The kind of peace of which Shalom speaks, the Kingdom of God, involves whole communities. It transforms society. Peace is not for the individual, it’s for all creation.

A retreat for instance, fills us up so we can minister. The Holy Spirit brings us peace within, joins Christians together into the church, and gives us power to do God’s will. We need to keep asking God to fill us with his Holy Spirit so that we can be the community he wants us to be.

It has been wonderful during the last week when we’ve met together for prayer. The 24 hours of prayer at Norton were a hugely blessed time and I know that many people have been praying since. I’d love to know how we can continue developing that regular prayer – what can we do to keep up the momentum.

That’s why Jesus breathes on them and says ‘Receive the Holy Spirit’. Isn’t it inspiring to think that the Holy Spirit in us is the breath of Jesus? That the Christ who was once dead, is now alive, and breathes eternal life into us! That that Breath of Life continues today.

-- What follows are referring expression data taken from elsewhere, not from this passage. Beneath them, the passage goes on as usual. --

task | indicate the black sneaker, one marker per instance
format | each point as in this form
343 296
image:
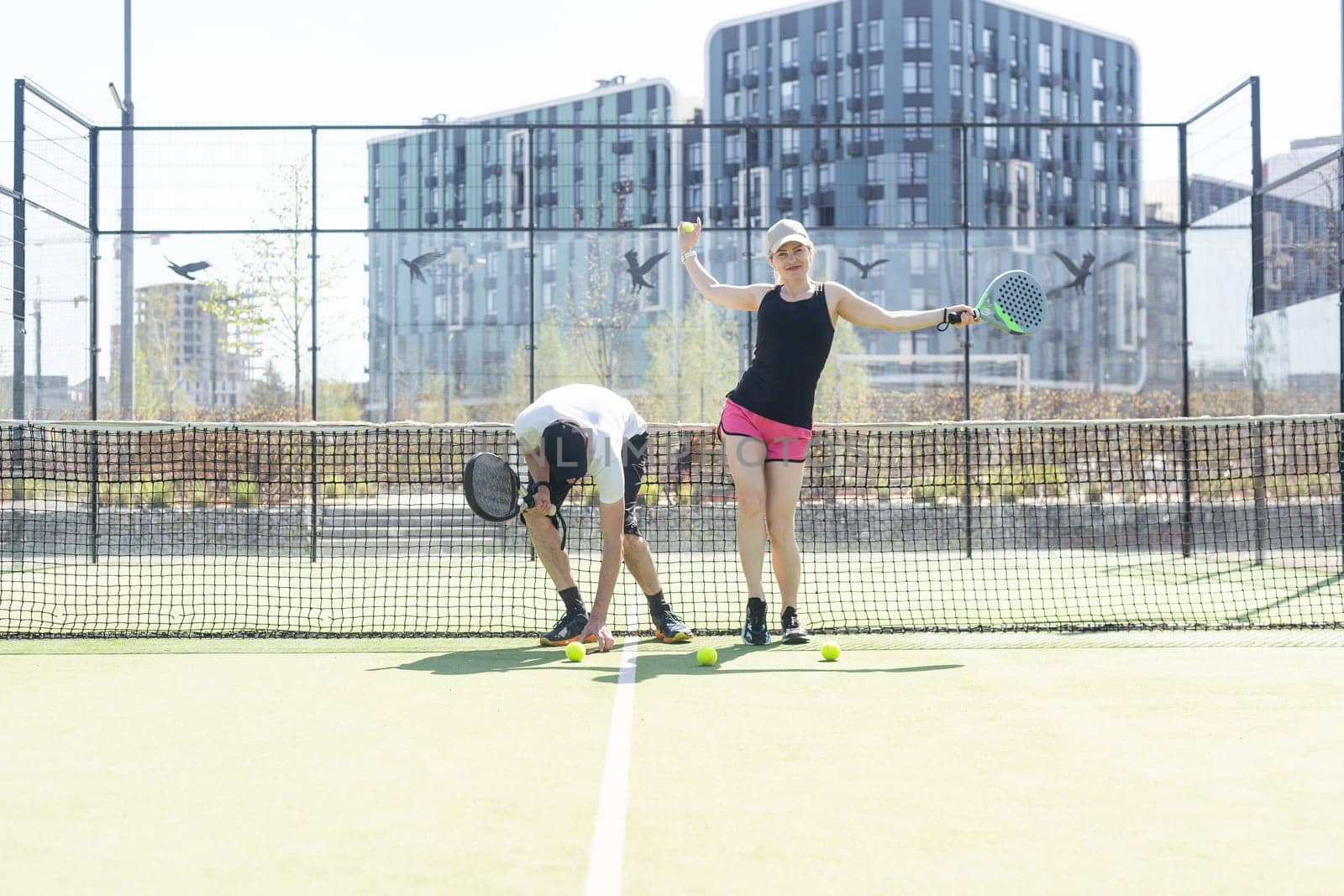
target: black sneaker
753 627
792 631
667 626
568 629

So is this a kind of Pentecost? We are reading it on Whitsunday! Yes, I believe it is. I don’t think it’s a kind of alternative Pentecost, as if John the Gospel writer hadn’t heard Luke’s account. I’m not convinced that John presents it with alternative emphases. I think it makes more sense to see this as a kind of sacramental act: Jesus breathing on the disciples is an outward sign of what will happen later when the Spirit comes. It’s to get them ready, and emphasise that the Spirit ultimately comes from him.

Finally, Jesus says in v. 23 If you forgive the sins of any they are forgiven them, if you retain the sins of any they are retained. This is a puzzling verse. History tells us that this saying has been very controversial. Mediaeval Catholicism interpreted it to mean that the church inherited from the apostles the power to forgive people’s sins and to refuse to forgive people too. This verse was used to argue that if you wanted to be forgiven you had to confess to a priest and you might well have to pay up for the privilege.

The Reformers insisted that indulgences and the like were an abuse of power. People like Luther emphasised the liberating truth that we are forgiven through trusting in Jesus. Some people find sacramental confession to a priest helpful, anyone may do it, but none must because we can all be forgiven through Christ. The role of the church is to proclaim that good news, so that everyone has the chance to be forgiven free of charge. What Jesus does here is emphasise the responsibility of the disciples: your actions, your communication of the message gives people the chance to be forgiven or otherwise. We must take seriously the power that he has entrusted to us -a power that must be given away.

Thankfully the churches today have moved beyond that controversy, because it obscures the real point: that we believe in forgiveness! Jesus has risen from the dead, he breathes new life into us, and we can have peace! The peace of God is bigger than a feeling, or a pious thought. It is grounded on the greatest truth, that Jesus has died and is risen, and that he has won the peace. Now let us put it into practice!